Of the 30 people in the room, however, only a few applauded politely when Fitts introduced Booker. Several city officials, wearing blue "Sharpe James for Mayor" stickers on their suits, continued talking loudly in the back.

"When my father came up from North Carolina, he worked on Ken Gibson's campaign," Booker said, seeking a connection with the audience. It had been 10 years since the Yale Law School student had come to Newark as a volunteer, four years since he had been elected to the City Council, but his privileged suburban upbringing and education were a hurdle to overcome whenever he spoke in places like the Kretchmer Homes.

"I'm the beneficiary of a lot of struggle ‹ people like Ken Gibson, people like Ivy Turner, people like Sharpe James who fought for our rights as African-Americans," he said. "They did a lot of good things, but it's been 32 years since Ken Gibson and Sharpe James were elected. It's time for new leadership."

Booker could barely be heard over the cacophony of loud conversations, shouted interruptions, the chanting from the hall outside, and the constant blaring over a bullhorn of a woman who insisted that she too was running for mayor and deserved to be heard just as much as Booker.

The Housing Authority officials with the stick-on Sharpe James badges watched with pleasure. When Booker tried to talk about his early years as a resident activist driving the drug dealers out of the Brick Towers housing complex, an older man in a Yankees jacket started shouting, "They tore the building down! What did you protect? You can't sell drugs on dry land!"

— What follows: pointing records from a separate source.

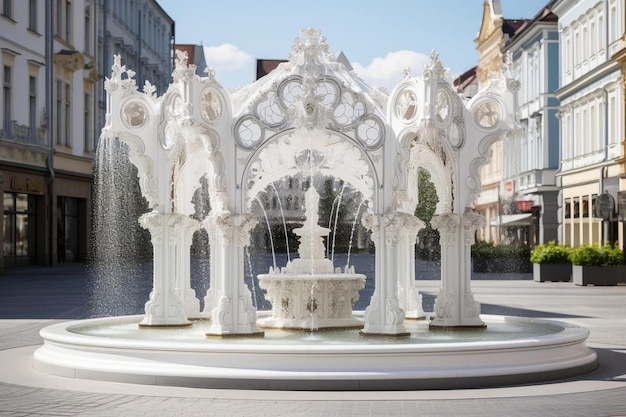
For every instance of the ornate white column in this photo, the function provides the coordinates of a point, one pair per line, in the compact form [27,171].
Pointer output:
[384,315]
[191,304]
[409,298]
[165,306]
[455,305]
[234,313]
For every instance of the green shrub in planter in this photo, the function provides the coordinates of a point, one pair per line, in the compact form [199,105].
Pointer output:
[550,253]
[587,255]
[612,255]
[594,255]
[551,263]
[487,257]
[597,265]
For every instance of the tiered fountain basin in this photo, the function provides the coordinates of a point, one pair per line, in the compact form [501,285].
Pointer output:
[312,301]
[511,350]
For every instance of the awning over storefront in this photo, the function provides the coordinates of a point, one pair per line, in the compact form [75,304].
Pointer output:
[512,220]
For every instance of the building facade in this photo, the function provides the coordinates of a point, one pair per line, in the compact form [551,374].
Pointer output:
[46,146]
[530,161]
[592,117]
[54,57]
[495,31]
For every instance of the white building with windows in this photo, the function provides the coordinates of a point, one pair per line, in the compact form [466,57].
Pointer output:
[142,33]
[53,58]
[46,145]
[592,125]
[531,161]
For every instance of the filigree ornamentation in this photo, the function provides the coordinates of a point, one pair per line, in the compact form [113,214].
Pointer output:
[399,225]
[134,114]
[182,70]
[471,222]
[311,151]
[211,105]
[233,228]
[435,70]
[472,307]
[445,305]
[447,224]
[128,84]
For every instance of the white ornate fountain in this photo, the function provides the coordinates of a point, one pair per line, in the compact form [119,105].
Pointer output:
[309,293]
[311,117]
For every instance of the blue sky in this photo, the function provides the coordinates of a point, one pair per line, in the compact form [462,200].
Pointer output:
[380,38]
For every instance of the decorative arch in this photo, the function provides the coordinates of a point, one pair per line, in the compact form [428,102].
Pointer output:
[316,150]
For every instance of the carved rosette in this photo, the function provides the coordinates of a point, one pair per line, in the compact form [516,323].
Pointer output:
[446,224]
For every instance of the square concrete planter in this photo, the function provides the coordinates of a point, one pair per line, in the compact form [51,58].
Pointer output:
[552,272]
[596,275]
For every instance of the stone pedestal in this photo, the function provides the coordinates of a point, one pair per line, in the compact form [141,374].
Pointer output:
[455,305]
[384,315]
[233,314]
[165,306]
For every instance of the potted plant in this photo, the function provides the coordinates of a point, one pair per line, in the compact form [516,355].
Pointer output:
[596,265]
[502,258]
[551,262]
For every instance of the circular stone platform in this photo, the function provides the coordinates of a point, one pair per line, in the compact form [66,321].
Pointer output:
[511,350]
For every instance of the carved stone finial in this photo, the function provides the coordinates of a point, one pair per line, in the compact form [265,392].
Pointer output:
[435,69]
[210,72]
[182,70]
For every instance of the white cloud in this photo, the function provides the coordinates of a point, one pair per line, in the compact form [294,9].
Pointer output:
[226,57]
[388,71]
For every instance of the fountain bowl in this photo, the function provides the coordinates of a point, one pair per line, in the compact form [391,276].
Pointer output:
[82,349]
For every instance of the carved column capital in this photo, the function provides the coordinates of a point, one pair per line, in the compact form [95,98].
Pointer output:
[233,229]
[471,222]
[176,224]
[446,224]
[399,225]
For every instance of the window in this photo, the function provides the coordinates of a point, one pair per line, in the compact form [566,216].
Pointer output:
[68,115]
[20,232]
[88,28]
[63,20]
[7,8]
[32,108]
[613,32]
[87,122]
[7,100]
[32,15]
[59,112]
[68,21]
[58,22]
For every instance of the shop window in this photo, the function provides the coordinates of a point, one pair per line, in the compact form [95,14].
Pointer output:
[67,229]
[20,229]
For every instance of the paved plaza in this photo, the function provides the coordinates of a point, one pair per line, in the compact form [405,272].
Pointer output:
[32,298]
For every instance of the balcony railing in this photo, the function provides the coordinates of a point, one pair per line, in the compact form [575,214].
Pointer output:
[23,134]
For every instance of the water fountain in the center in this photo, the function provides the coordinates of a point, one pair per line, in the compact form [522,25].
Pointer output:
[309,293]
[313,117]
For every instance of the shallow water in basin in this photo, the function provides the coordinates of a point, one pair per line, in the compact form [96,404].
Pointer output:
[126,328]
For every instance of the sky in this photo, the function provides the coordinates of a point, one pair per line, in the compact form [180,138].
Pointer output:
[380,38]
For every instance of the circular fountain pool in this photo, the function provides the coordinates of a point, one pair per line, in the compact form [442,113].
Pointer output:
[510,350]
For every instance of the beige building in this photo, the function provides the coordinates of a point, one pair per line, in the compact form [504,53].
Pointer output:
[494,33]
[54,56]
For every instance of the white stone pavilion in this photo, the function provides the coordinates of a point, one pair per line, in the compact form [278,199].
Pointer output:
[310,109]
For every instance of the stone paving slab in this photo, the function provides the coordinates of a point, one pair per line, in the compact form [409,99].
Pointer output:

"I still live in Apartment 6C," Booker insisted. In fact, Booker had held a press conference that morning in front of the Brick Towers. But the man in the Yankees jacket kept insisting that the towers were no longer there and continued to shout Booker down, pausing only when he could no longer be heard himself over the insistent demands of the woman with the bullhorn.

A security guard stood holding the arm of the man in the Yankees jacket, but made no real attempt to move him out of the room.

"Let's have order!" Fitts urged, and Booker kept talking, although few were listening.

Then, to the surprise of all but the Housing Authority officials who had called him, Sharpe James strode into the room, fresh from his official announcement speech. "The Real Deal," he said, pumping his right fist and intoning the new campaign slogan Governor McGreevey's campaign consultant, Brad Lawrence, had coined for him. "The Real Deal. For Newark."

The woman with the bullhorn kept blaring, "I'm a candidate for mayor too. I'm running too."